Она задувает свечу и долго прислушивается, как успокаивается его дыхание, как он вздрагивает, словно боится проснуться… и тогда она гладит его по лбу или напевает колыбельную — и этому жесту, и словам, и мелодии колыбельной научил ее он.
Он открывает глаза на рассвете и, как всегда, не может определить, что несет с собой момент пробуждения: облегчение или страдание. Рассудок еще не проснулся и позволяет ему создать иллюзию, что ничего не изменилось, все точно так же, как было раньше.
Медленно, стараясь не шуметь, одевается. Но Юханна все равно просыпается от звука поворачиваемого в замке ключа.
— Сегодня в последний раз.
— Почему? Я что-то сделала не так? Или вам надоела эта игра?
— Нет-нет, ты молодец. Но у меня больше нет денег.
Она грустно улыбается и пожимает плечами.
Винге взял плащ и заметил, что ткань на локте протерлась.
Значит, он одет вовсе не так, как рассчитывал. Не скромно и корректно, а просто-напросто дурно. А он-то надеялся, что этих тряпок хватит до конца жизни.
7
Колокола Святой Хедвиги и Святого Якуба одновременно пробили два часа дня. Кардель на заплетающихся ногах шел по Новому мосту. В воздухе стоял моросящий дождь, мачты далеких кораблей и низкие строения галерной верфи на Юргордене еле различимы в густом, давящем тумане. Над восьмиугольной крепостью на Кастельхольмене беспомощно повис насквозь мокрый трезубый флаг шведского флота. Под ним — Кошачье море, до омерзения грязное, но все же не такое отвратительное, как Фатбурен, — из-за постоянного притока воды из Балтики. Море исправно возвращало городу отбросы, и у берегов покачивалась подозрительно коричневатая жижа. Прачки будто и не обращали на нее внимания: окунали белье и отжимали грязную воду на стиральных досках.
Кардель обогнул занявшего почти все пространство моста нищего — тот пытался вызвать сочувствие, выставив на обозрение прохожих изуродованные руки. Перед входом на рыбный рынок на деревянном коне с острым хребтом тихо плакал немолодой дядька с подвешенными к ногам тяжелыми гирями — должно быть, извозчик, пойманный на вымогательстве лишней платы.
Другой, полуголый, стоял у позорного столба.

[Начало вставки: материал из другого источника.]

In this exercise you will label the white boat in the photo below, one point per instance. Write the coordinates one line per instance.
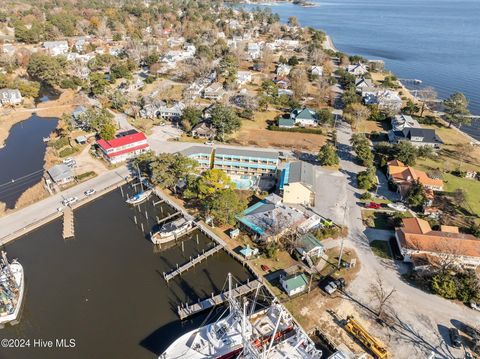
(139, 197)
(12, 288)
(171, 230)
(269, 333)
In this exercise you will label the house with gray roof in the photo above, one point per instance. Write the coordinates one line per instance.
(61, 174)
(297, 183)
(304, 117)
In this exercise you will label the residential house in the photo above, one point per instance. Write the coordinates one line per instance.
(61, 174)
(10, 97)
(309, 246)
(254, 50)
(297, 183)
(357, 69)
(269, 219)
(246, 162)
(214, 92)
(404, 176)
(304, 117)
(387, 100)
(294, 283)
(204, 130)
(405, 128)
(56, 48)
(283, 70)
(316, 71)
(243, 77)
(123, 147)
(416, 238)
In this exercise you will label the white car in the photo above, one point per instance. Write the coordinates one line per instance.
(397, 207)
(69, 201)
(89, 192)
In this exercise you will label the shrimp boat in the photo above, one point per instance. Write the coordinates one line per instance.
(171, 230)
(12, 288)
(269, 333)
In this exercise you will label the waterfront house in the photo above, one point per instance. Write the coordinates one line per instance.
(10, 97)
(214, 92)
(403, 177)
(204, 130)
(245, 162)
(283, 70)
(297, 183)
(123, 147)
(269, 219)
(357, 69)
(61, 174)
(56, 48)
(294, 283)
(309, 246)
(243, 77)
(304, 117)
(386, 100)
(316, 71)
(416, 238)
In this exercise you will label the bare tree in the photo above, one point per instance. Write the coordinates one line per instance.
(381, 295)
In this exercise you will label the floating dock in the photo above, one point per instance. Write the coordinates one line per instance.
(186, 310)
(192, 263)
(68, 225)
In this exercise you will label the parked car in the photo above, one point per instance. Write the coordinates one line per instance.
(475, 306)
(373, 205)
(69, 201)
(455, 338)
(397, 207)
(89, 192)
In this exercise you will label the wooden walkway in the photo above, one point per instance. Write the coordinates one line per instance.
(186, 310)
(191, 263)
(68, 225)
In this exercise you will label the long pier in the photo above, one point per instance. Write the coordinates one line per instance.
(68, 224)
(187, 310)
(191, 263)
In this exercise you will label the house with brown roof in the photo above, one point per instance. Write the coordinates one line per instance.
(404, 176)
(416, 239)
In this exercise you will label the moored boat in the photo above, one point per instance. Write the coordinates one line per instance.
(171, 230)
(12, 288)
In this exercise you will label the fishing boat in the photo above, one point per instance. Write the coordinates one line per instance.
(12, 287)
(268, 333)
(171, 230)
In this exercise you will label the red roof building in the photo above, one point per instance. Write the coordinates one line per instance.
(123, 147)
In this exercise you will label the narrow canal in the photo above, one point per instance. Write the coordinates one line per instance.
(105, 287)
(22, 157)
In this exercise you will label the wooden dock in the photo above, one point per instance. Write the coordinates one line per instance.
(192, 262)
(68, 225)
(187, 310)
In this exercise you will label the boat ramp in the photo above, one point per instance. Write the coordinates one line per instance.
(186, 310)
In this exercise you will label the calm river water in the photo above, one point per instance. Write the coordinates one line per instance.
(105, 288)
(436, 41)
(22, 158)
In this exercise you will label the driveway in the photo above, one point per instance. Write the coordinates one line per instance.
(419, 314)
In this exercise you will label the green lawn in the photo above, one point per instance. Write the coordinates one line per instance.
(381, 249)
(471, 187)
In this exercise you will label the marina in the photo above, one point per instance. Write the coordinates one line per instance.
(109, 247)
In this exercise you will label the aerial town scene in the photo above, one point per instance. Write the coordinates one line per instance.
(239, 179)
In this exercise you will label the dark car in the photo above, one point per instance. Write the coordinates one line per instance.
(455, 338)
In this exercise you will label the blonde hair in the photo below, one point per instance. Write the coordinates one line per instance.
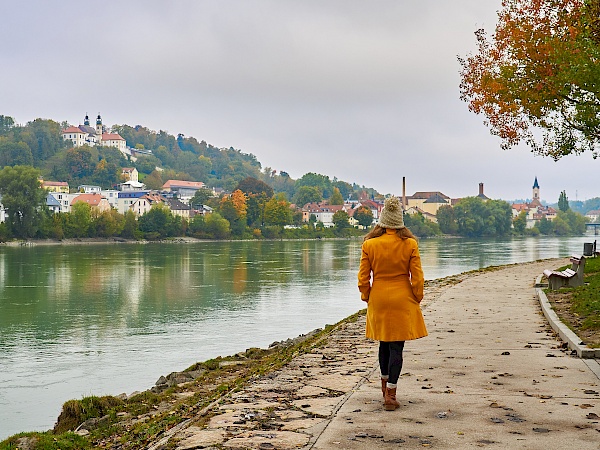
(403, 233)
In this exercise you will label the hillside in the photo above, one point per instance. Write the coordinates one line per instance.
(39, 144)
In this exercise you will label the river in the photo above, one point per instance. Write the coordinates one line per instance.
(79, 320)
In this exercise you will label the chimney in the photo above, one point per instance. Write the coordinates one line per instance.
(403, 193)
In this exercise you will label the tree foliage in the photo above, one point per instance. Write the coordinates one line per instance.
(308, 194)
(336, 198)
(539, 71)
(278, 212)
(475, 217)
(251, 185)
(563, 202)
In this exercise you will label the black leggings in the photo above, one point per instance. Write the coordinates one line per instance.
(390, 359)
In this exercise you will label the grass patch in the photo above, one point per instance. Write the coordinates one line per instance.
(586, 299)
(136, 422)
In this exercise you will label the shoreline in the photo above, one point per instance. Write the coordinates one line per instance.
(208, 382)
(235, 367)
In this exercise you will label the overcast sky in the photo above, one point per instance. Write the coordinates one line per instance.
(365, 91)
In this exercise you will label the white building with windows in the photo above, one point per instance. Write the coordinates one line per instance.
(88, 135)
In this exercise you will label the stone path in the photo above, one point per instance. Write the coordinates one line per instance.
(490, 374)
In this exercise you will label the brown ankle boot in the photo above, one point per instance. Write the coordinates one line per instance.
(390, 403)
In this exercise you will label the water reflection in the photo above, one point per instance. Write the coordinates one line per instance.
(96, 319)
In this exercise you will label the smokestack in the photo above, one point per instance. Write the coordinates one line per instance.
(403, 193)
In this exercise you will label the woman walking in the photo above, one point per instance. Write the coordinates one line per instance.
(393, 293)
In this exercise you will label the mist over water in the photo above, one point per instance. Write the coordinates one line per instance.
(105, 319)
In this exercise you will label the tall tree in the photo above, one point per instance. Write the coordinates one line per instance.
(22, 197)
(447, 220)
(251, 185)
(277, 211)
(539, 71)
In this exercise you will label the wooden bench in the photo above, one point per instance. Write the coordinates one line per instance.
(589, 249)
(572, 277)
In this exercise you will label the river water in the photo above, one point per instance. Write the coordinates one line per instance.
(85, 320)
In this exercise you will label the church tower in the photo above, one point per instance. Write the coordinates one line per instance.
(536, 190)
(99, 127)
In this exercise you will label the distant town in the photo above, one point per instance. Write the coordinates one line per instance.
(263, 204)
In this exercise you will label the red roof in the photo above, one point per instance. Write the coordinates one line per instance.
(73, 130)
(90, 199)
(177, 183)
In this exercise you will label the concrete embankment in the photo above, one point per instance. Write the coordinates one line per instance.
(491, 373)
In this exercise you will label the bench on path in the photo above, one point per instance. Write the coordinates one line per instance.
(572, 277)
(590, 249)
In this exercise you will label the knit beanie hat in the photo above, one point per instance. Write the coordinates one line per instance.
(391, 214)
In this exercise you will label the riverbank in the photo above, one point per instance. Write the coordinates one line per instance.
(140, 417)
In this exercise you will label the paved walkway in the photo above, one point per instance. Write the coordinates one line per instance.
(490, 374)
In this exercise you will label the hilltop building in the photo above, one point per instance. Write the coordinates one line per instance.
(534, 210)
(88, 135)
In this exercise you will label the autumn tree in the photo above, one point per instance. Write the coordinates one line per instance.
(535, 79)
(277, 211)
(233, 208)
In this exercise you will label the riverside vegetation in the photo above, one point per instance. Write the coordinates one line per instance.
(136, 421)
(257, 204)
(579, 308)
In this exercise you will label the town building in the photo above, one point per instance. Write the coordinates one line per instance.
(184, 190)
(95, 200)
(534, 210)
(322, 212)
(428, 202)
(56, 186)
(130, 174)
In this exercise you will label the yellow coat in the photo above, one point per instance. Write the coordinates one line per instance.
(396, 289)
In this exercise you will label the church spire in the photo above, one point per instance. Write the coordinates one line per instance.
(536, 190)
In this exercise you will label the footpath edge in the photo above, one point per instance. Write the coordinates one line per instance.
(568, 336)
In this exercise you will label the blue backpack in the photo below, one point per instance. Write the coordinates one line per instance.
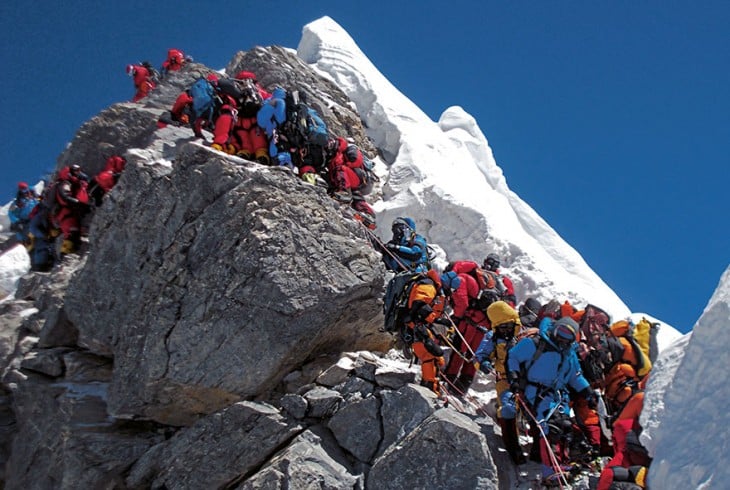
(203, 96)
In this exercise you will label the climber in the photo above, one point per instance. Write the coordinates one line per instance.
(471, 324)
(425, 305)
(248, 138)
(176, 59)
(492, 356)
(106, 179)
(539, 370)
(225, 113)
(491, 263)
(407, 250)
(143, 82)
(270, 118)
(345, 168)
(71, 206)
(20, 211)
(630, 461)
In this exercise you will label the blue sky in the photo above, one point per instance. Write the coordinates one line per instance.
(612, 119)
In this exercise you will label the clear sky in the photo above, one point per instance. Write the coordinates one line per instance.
(612, 119)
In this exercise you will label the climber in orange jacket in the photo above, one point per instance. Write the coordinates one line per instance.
(107, 178)
(72, 204)
(143, 82)
(425, 305)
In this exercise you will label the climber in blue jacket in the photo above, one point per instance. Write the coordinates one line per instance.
(540, 370)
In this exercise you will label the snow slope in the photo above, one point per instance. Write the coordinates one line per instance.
(443, 175)
(686, 417)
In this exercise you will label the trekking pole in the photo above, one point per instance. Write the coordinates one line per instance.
(373, 236)
(463, 340)
(477, 407)
(553, 459)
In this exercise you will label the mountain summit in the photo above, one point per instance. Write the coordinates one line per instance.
(206, 338)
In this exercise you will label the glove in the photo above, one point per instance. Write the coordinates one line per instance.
(443, 321)
(590, 397)
(514, 381)
(485, 367)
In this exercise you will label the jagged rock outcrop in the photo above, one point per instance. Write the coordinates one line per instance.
(217, 450)
(277, 66)
(209, 282)
(212, 286)
(420, 460)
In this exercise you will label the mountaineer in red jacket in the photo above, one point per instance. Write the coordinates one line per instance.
(143, 82)
(471, 324)
(107, 178)
(248, 138)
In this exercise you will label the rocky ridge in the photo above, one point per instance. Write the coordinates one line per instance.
(199, 341)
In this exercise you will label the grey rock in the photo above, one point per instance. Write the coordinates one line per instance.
(45, 361)
(217, 450)
(294, 405)
(365, 369)
(337, 373)
(446, 450)
(355, 386)
(394, 377)
(66, 439)
(357, 428)
(307, 463)
(403, 410)
(322, 402)
(202, 264)
(276, 66)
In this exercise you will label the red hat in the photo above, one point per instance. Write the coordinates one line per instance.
(245, 75)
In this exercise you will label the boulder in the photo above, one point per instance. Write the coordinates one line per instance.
(308, 462)
(216, 451)
(446, 450)
(357, 428)
(213, 279)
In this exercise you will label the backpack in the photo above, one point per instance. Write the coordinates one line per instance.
(250, 100)
(204, 96)
(304, 126)
(593, 325)
(645, 333)
(395, 301)
(154, 74)
(639, 360)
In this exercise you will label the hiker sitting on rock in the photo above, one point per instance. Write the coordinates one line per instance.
(407, 250)
(425, 305)
(540, 369)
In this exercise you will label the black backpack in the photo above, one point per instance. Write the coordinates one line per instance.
(249, 100)
(395, 301)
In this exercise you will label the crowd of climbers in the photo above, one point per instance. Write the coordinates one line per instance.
(571, 378)
(272, 128)
(52, 225)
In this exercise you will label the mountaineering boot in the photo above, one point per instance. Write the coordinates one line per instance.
(511, 440)
(262, 156)
(68, 247)
(463, 382)
(343, 195)
(366, 220)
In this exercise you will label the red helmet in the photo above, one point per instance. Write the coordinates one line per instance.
(245, 75)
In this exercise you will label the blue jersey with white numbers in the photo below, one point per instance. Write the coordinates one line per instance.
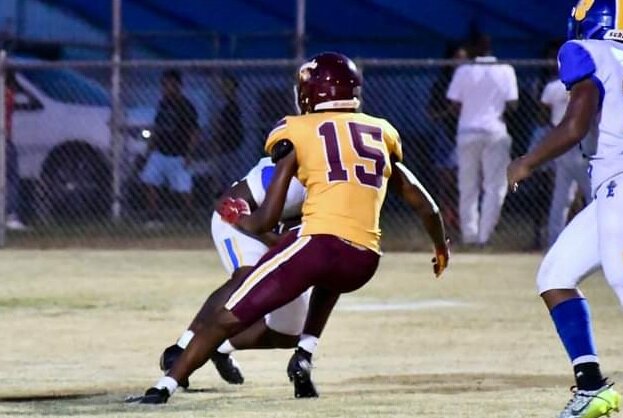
(602, 62)
(260, 177)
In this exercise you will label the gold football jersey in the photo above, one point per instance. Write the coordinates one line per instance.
(344, 162)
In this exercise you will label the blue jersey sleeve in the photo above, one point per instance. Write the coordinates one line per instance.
(576, 64)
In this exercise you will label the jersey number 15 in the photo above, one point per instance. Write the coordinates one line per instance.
(329, 134)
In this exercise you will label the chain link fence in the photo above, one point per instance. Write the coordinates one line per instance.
(61, 130)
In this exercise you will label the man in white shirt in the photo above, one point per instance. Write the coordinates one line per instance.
(481, 91)
(571, 167)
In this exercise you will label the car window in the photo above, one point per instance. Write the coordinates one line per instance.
(68, 87)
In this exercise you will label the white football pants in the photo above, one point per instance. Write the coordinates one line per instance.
(571, 174)
(593, 239)
(483, 159)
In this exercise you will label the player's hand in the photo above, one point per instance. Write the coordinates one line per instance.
(441, 259)
(517, 171)
(232, 209)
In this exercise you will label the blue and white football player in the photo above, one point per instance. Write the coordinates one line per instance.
(239, 252)
(591, 66)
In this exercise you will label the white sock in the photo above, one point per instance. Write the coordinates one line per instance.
(308, 343)
(226, 348)
(167, 382)
(185, 339)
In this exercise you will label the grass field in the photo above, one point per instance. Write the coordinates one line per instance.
(81, 330)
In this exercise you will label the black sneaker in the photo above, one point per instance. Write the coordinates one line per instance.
(167, 360)
(228, 368)
(299, 373)
(154, 396)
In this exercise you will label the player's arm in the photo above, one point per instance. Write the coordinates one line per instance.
(266, 217)
(581, 112)
(404, 183)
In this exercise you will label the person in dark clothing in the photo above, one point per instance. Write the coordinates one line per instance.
(176, 131)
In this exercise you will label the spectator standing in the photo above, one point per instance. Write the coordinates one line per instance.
(444, 147)
(176, 131)
(571, 169)
(481, 92)
(13, 221)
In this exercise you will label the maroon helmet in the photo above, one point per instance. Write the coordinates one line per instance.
(328, 81)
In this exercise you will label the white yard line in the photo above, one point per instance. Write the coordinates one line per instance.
(415, 305)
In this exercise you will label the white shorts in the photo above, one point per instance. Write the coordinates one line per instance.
(238, 250)
(593, 239)
(235, 248)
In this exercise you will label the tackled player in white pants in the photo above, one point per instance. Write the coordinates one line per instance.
(591, 66)
(239, 252)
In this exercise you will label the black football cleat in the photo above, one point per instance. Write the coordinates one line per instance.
(299, 373)
(167, 360)
(227, 368)
(153, 396)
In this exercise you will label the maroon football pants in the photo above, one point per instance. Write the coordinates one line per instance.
(295, 265)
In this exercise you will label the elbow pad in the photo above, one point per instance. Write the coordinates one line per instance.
(281, 149)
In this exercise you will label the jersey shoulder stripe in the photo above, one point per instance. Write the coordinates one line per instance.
(281, 124)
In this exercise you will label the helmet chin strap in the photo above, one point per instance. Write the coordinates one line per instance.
(614, 35)
(296, 99)
(353, 103)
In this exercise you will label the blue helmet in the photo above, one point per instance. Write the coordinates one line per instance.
(597, 19)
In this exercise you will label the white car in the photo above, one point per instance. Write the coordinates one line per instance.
(62, 134)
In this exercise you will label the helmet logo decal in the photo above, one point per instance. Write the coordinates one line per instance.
(581, 10)
(305, 70)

Из носа у него текла кровь, и он время от времени слизывал ее языком.
Сразу за мостом начинаются трущобы. Полуразвалившиеся лачуги — здесь люди имеют куда больше причин бояться наступающей зимы, чем другие. Беспощадный холод проникает во все углы их жалких хибар. Заледеневшие трупы складывают в штабеля у ворот кладбища в ожидании весны, когда начнет оттаивать промерзшая земля.
На берегу у верфи Терра Нова работают землекопы — готовят место для новых доков и мастерских.
Кардель повернул от моря. Здесь строения попадались все реже, воздух стал заметно чище — соленый бриз с Балтики выдувал всю городскую вонь. Вскоре он увидел поместье Спенса, или, как его называли в городе, Спенское, — ряд строений, окруживших липовую рощу.
На аллее он наткнулся на пожилую служанку с медным кувшином.
— Господин Винге снимает комнату в новом доме. Вон в том, каменном, на втором этаже. Заходите, погреетесь… — Она провела его в кухню и пошла на второй этаж известить о посетителе.
Кухня помещалась рядом с сенями. Слуги и служанки беспрерывно сновали туда-сюда, и Кардель все время оказывался на дороге. В каменной печи пекли хлеб.
Наконец кто-то догадался и протянул ему кружку с домашним пивом и свежеиспеченную пшеничную булку. От булки он отказался. Только одна рука — он повертел деревянным протезом и усмехнулся.
Не успел Кардель отхлебнуть пива, на лестнице показалась служанка и помахала рукой: господин Винге готов вас принять. Могла и не показывать комнату: кашель был слышен еще со двора.
Довольно мрачное жилище. Мебель самая простая, должно быть, сдается вместе с комнатой. Штабеля книг, сундук. Недорогой секретер у окна, поближе к свету.
На столе разложены детали часового механизма. Комната прямо над кухней, от пола поднимается жар — судя по всему, единственный источник тепла. Есть и изразцовая печь, но она погашена. Настоящие холода еще не настали.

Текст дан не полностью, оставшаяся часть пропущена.